Ancora oggi in veneto "galana" significa testuggine.
> Per cui forse in origine andare in galera significava semplicemente
> andare al remo.
Certamente, il nome della pena viene dal nome della nave.
Comunque, tra i rematori delle galere c'erano anche degli uomini liberi,
dei poveracci che cercavano di guadagnare qualche soldo, ed erano
chiamati " i buonavoglia".
k
> Comunque, tra i rematori delle galere c'erano anche degli uomini liberi,
> dei poveracci che cercavano di guadagnare qualche soldo, ed erano
> chiamati " i buonavoglia".
è così cambiato il concetto di libertà...

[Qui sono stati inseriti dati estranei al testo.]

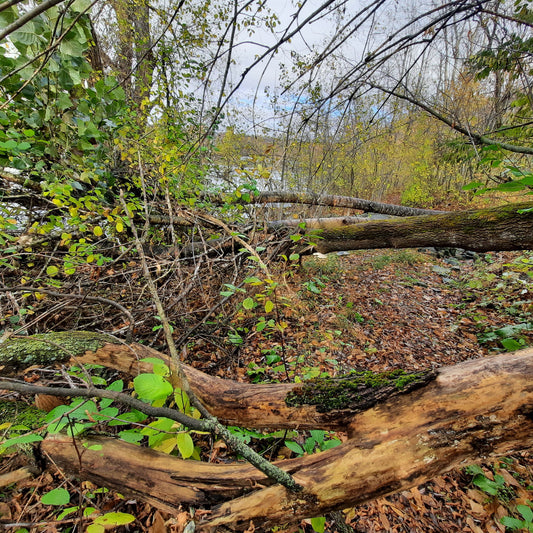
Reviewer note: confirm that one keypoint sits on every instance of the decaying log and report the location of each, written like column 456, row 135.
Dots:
column 282, row 406
column 470, row 411
column 499, row 228
column 307, row 198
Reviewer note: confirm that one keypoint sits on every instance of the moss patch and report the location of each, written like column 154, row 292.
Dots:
column 49, row 348
column 356, row 391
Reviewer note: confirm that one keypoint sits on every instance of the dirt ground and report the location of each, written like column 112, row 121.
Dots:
column 377, row 311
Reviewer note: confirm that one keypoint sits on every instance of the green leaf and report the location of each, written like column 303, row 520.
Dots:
column 158, row 366
column 526, row 512
column 318, row 435
column 67, row 511
column 152, row 387
column 52, row 271
column 59, row 496
column 185, row 445
column 294, row 447
column 131, row 435
column 114, row 519
column 510, row 186
column 248, row 303
column 70, row 47
column 182, row 401
column 511, row 345
column 318, row 523
column 95, row 528
column 512, row 523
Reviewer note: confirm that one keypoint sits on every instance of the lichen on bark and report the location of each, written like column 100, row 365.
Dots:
column 48, row 348
column 357, row 391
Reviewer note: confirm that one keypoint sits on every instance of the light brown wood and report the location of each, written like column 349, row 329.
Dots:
column 15, row 477
column 471, row 411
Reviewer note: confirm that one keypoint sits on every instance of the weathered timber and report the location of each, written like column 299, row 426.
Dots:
column 481, row 230
column 250, row 405
column 307, row 198
column 471, row 411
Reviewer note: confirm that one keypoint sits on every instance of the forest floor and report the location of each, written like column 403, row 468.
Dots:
column 377, row 311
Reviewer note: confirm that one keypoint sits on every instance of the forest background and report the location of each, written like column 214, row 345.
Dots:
column 135, row 162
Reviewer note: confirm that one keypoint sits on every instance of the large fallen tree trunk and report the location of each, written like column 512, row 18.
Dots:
column 494, row 229
column 327, row 200
column 470, row 411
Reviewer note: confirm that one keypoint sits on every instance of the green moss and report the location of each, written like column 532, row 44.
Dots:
column 19, row 413
column 49, row 348
column 356, row 391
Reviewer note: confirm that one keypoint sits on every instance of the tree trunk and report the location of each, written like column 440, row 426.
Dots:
column 290, row 197
column 494, row 229
column 471, row 411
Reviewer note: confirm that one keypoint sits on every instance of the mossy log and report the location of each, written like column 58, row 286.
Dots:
column 470, row 411
column 460, row 414
column 283, row 406
column 481, row 230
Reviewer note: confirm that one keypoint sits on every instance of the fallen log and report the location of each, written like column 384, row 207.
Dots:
column 329, row 200
column 282, row 406
column 470, row 411
column 494, row 229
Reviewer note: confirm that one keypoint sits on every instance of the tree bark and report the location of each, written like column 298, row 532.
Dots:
column 471, row 411
column 481, row 230
column 291, row 197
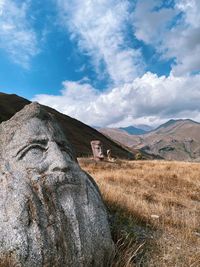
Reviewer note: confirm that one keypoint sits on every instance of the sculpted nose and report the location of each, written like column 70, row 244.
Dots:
column 58, row 161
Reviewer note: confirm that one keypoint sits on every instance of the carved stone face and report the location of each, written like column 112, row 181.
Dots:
column 97, row 150
column 39, row 148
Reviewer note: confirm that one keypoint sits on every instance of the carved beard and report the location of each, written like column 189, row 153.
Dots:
column 53, row 225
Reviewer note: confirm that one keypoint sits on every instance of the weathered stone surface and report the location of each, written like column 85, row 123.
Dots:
column 51, row 212
column 97, row 150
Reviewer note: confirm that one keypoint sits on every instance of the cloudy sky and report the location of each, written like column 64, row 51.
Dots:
column 104, row 62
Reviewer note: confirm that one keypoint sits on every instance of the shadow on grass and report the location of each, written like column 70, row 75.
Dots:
column 134, row 238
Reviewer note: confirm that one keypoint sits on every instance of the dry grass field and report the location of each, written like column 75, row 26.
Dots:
column 154, row 210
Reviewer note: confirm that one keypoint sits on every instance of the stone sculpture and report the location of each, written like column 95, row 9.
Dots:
column 109, row 156
column 51, row 212
column 97, row 150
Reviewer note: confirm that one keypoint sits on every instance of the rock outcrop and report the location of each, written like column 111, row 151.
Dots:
column 51, row 212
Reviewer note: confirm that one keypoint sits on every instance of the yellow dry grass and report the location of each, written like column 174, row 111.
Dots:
column 155, row 210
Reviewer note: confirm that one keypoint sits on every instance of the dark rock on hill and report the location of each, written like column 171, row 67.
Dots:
column 133, row 130
column 78, row 133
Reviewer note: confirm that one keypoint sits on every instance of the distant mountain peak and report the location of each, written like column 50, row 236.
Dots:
column 133, row 130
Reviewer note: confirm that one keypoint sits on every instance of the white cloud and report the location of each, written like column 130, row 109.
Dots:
column 149, row 99
column 17, row 37
column 173, row 37
column 100, row 29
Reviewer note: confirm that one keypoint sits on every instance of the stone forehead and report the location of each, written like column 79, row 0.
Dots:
column 37, row 116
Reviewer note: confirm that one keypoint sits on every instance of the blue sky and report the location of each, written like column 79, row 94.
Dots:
column 104, row 62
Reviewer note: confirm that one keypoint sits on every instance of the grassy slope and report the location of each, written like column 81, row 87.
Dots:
column 155, row 207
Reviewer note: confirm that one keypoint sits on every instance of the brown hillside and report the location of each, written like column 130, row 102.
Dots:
column 78, row 133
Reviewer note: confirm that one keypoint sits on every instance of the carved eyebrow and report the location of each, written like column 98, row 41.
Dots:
column 31, row 142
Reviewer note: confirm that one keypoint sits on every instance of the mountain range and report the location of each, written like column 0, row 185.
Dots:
column 79, row 134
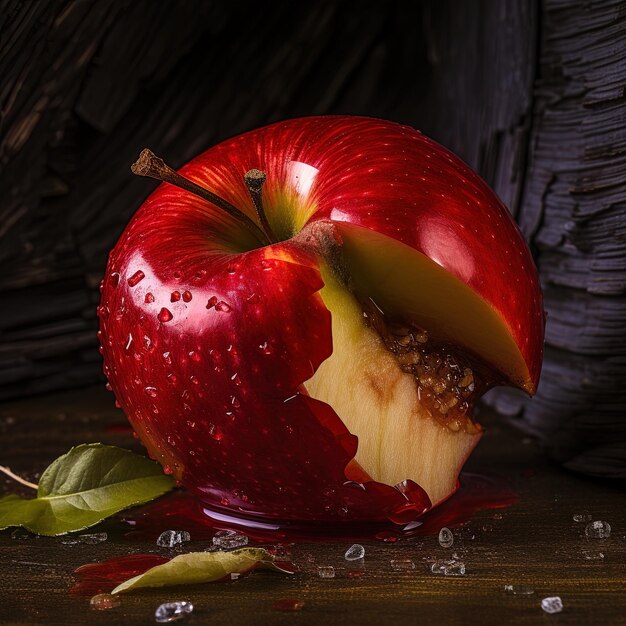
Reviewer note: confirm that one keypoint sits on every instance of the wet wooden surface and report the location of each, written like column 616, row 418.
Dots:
column 533, row 543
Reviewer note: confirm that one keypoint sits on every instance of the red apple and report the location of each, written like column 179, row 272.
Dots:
column 318, row 359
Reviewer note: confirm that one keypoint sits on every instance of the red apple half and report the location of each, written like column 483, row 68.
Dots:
column 325, row 368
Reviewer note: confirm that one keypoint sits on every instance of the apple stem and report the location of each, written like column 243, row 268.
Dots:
column 255, row 179
column 16, row 478
column 150, row 165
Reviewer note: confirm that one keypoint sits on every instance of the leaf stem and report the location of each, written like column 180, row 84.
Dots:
column 16, row 478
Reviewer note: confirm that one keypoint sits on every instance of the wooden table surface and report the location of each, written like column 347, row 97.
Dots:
column 534, row 543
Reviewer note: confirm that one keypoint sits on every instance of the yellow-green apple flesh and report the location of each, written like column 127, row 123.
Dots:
column 326, row 370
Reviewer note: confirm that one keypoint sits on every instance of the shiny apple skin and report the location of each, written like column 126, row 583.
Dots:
column 207, row 342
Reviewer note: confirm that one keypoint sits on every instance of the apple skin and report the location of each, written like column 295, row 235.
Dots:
column 207, row 342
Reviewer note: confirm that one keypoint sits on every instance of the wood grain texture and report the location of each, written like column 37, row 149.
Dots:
column 534, row 543
column 573, row 210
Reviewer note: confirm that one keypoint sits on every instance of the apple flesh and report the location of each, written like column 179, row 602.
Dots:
column 328, row 376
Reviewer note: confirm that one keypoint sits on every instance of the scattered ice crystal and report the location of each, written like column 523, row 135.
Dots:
column 598, row 530
column 104, row 601
column 171, row 538
column 172, row 611
column 326, row 571
column 552, row 605
column 446, row 538
column 90, row 539
column 288, row 605
column 355, row 552
column 229, row 539
column 519, row 590
column 453, row 567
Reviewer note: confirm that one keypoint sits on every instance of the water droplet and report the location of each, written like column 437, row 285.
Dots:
column 105, row 601
column 165, row 315
column 172, row 611
column 446, row 538
column 552, row 605
column 326, row 571
column 598, row 530
column 136, row 278
column 519, row 590
column 229, row 539
column 215, row 432
column 171, row 538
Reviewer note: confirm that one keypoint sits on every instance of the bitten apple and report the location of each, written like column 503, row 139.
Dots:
column 299, row 323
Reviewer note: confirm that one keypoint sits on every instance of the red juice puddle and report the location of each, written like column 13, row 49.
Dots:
column 182, row 511
column 103, row 577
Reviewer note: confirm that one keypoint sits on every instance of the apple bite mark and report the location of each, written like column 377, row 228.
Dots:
column 364, row 382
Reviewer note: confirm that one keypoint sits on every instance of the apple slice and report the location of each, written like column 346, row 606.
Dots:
column 398, row 436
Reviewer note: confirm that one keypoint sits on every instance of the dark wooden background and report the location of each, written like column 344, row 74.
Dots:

I condannati erano incatenati al loro posto, i buonavoglia no, ma non
avevano certo diritto ai 10 o 15 minuti di pausa. Nemmeno per andare in
bagno (e comunque sulle galere non ce n'erano). Lascio immaginare...
Ho letto una descrizione molto realistica delle condizioni di vita di
costoro, da rabbrividire!
k
> I condannati erano incatenati al loro posto, i buonavoglia no, ma non
> avevano certo diritto ai 10 o 15 minuti di pausa. Nemmeno per andare in
> bagno (e comunque sulle galere non ce n'erano).